RNN for multiple short time series?

Hi all! I have the following data problem. My data consists in N time series of length L (N is in the thousands, L is about 50). The data for each time series comes in labeled form (x(t),y(t)) for t = 1,…,L, where:

  • x(t) is a 20-dimensional numeric vector (continuous)
  • y(t) is a scalar value (continuous)

What I would like the model to do is estimate y(t+1) from past information, which could be x(t), x(t-1), …, and y(t), y(t-1), … , as well as possibly some state. Each time series should follow highly similar dynamics, so I would like to train a single model for all the time series.

My current idea is to use an RNN architecture for this, but I am not sure where to start. It seems to me that unlike in most of the examples we’ve seen, an embedding layer is not needed, so I can probably skip this. But for instance, how should I format the data? Trying to wrap my head around the input dimensions, output dimensions and hidden state dimensions.

Also, I am not sure how to split the data into train/test/validation.

Any thoughts would be very welcome!



I have a similar problem.
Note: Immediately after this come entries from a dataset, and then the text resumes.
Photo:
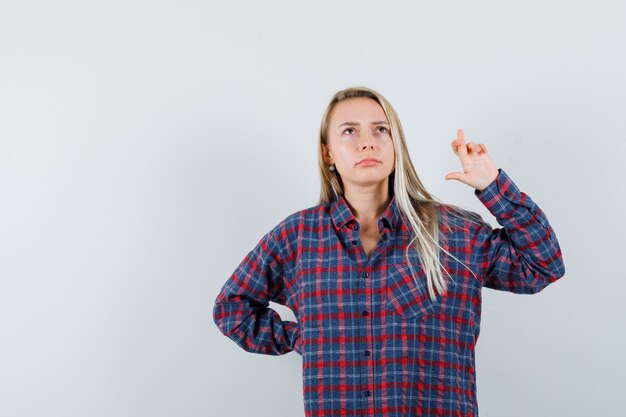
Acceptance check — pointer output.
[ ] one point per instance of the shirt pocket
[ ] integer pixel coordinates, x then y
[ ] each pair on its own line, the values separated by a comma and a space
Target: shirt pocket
405, 296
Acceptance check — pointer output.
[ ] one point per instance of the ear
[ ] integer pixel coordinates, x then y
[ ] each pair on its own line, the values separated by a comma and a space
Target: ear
326, 154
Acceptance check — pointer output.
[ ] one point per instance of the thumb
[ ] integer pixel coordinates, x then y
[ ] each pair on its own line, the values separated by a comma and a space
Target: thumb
455, 176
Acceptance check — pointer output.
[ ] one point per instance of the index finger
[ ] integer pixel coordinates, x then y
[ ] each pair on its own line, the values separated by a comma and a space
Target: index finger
460, 135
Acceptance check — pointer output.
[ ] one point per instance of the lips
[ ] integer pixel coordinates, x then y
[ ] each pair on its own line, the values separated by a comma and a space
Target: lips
368, 161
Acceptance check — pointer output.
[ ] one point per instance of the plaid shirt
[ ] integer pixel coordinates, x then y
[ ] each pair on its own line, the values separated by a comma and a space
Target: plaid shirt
372, 341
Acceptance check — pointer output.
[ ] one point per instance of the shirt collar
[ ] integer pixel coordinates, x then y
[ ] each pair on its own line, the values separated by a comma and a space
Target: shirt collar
342, 215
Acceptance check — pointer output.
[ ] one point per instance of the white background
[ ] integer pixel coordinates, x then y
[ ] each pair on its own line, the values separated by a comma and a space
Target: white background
145, 148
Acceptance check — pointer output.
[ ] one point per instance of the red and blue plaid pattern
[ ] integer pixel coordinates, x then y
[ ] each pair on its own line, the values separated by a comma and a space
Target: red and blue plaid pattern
372, 341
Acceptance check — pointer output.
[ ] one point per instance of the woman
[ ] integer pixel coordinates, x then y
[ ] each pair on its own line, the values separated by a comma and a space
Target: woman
385, 282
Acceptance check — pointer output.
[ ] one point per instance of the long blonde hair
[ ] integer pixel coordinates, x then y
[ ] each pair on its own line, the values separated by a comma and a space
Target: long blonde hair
416, 204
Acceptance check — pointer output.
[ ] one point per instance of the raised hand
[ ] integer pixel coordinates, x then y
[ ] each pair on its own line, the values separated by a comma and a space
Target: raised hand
479, 169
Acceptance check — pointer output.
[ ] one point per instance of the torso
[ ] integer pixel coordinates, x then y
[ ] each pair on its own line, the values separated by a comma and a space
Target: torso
369, 238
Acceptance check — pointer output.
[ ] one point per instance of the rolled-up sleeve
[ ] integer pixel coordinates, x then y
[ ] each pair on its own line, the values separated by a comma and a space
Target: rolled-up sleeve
523, 256
241, 310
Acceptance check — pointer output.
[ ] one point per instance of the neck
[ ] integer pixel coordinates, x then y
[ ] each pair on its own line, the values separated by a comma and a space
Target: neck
368, 203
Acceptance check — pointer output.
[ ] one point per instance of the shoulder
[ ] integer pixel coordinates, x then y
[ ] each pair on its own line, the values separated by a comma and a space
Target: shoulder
307, 220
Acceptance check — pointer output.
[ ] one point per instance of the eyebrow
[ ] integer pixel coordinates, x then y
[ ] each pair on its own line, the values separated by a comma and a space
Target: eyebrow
357, 124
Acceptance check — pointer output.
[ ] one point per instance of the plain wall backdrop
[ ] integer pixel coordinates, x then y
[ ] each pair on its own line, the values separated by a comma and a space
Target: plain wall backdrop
147, 146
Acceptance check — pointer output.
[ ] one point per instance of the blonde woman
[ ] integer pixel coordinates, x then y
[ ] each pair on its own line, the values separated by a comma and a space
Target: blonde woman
385, 281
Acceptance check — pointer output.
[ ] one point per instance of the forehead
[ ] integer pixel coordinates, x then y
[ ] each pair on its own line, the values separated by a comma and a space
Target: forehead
358, 109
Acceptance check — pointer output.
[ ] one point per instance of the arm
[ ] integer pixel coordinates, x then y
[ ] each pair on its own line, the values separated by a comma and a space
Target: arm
241, 309
524, 256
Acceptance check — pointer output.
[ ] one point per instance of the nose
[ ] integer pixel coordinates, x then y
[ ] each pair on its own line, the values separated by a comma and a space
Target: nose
367, 141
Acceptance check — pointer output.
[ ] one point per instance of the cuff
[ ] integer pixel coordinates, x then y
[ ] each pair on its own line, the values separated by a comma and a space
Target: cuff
501, 196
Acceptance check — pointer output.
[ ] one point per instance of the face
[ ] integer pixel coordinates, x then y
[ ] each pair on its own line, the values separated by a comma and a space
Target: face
358, 130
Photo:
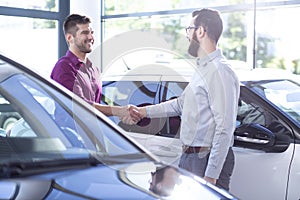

I’d love to hear more if you’ve had any progress with yours.

Hi @ranih, to my frustration this project was cancelled before I was able to really get started on it.

I would love to hear about your own problem though, and how it goes!

I’m still going over the videos, but my current approach is to convert the times to ages and use only the last 5-10 values of the series without RNN.
My approach is based on this blog post: http://blog.kaggle.com/2015/07/27/taxi-trajectory-winners-interview-1st-place-team-🚕/